Jesus identifies himself as the Amen, who is the faithful and true witness and the beginning of God's creation. Normally we think of amen as an affirmation of what is true as when we say amen after a particularly good point or truth we affirm or Jesus saying in the KJV bible, “verily verily I say unto you.” It means something is certain and true. Jesus, the amen, is then described as the faithful and true witness. These are the key words for the church in Laodicea. Jesus is the ultimate, definitive witness who faithfully witnessed to his Father to his own death. Last, Jesus describes himself as the beginning of God's creation, not speaking of the original creation but the new creation. As the sovereign Lord he has established the new covenant, making all things new and bringing history to it's appointed end in the new heaven and new earth. He created the church and is leading the church, God's people, to her glorious end.

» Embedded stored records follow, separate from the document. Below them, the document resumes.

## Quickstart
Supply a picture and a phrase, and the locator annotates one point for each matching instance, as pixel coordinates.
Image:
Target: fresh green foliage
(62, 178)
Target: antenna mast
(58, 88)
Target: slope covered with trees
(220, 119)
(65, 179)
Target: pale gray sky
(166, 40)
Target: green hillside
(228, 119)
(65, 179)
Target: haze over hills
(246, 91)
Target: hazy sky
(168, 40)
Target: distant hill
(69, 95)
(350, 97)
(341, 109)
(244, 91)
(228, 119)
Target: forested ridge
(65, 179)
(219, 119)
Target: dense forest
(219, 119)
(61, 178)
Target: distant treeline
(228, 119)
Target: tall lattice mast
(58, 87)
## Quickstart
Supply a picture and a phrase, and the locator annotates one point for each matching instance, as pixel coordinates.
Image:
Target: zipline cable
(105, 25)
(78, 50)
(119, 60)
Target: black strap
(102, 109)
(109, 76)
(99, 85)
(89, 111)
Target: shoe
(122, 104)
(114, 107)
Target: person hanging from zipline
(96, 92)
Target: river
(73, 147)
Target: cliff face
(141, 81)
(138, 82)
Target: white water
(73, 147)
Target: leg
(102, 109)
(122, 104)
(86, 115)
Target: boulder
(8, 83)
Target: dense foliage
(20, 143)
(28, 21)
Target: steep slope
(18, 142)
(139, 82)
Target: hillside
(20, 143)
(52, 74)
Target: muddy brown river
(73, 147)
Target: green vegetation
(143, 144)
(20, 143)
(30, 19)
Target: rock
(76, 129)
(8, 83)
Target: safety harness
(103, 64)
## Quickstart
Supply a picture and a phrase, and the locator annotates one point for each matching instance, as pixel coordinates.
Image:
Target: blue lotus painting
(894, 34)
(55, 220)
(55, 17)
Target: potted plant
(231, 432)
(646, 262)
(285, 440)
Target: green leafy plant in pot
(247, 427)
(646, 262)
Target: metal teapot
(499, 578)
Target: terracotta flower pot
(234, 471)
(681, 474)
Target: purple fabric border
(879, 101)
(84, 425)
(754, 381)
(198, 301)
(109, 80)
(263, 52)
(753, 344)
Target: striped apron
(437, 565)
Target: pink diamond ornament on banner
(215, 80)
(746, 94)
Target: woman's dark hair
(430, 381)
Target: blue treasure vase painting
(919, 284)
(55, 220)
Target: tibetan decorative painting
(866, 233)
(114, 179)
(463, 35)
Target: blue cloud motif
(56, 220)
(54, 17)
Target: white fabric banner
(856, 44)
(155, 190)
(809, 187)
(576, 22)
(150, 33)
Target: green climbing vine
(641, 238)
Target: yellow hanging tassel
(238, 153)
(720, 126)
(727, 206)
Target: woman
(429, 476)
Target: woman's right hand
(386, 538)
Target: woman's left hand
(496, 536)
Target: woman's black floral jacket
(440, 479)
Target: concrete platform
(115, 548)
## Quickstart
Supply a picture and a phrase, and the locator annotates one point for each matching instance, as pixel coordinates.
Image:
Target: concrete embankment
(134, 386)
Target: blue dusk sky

'They are neither cold nor hot; he wished they were either cold or hot and because they are lukewarm be is about to vomit them out.' The traditional interpretation is that Jesus is saying they had a lukewarm faith. But why would God want them cold? How would the Laodiceans understand this metaphor? Hieropolis was known for its hot springs whose water was medicinal and Colossae was known for it's never ending supply of fresh and cold mountain water. Laodicea's water was lukewarm, filled with minerals, fowl tasting and so nauseating. So Laodicea was neither hot nor cold; neither medicinal nor refreshing; it was useless, ineffective, good for nothing. Their witness for Jesus was ineffective which was nauseating to Jesus so he is about to vomit them out. That is pretty strong words; what does he mean? Unless they repent they will meet him as the faithful and true judge. The warning(s) like this in the New Testament are to motivate genuine Christians to take Jesus seriously.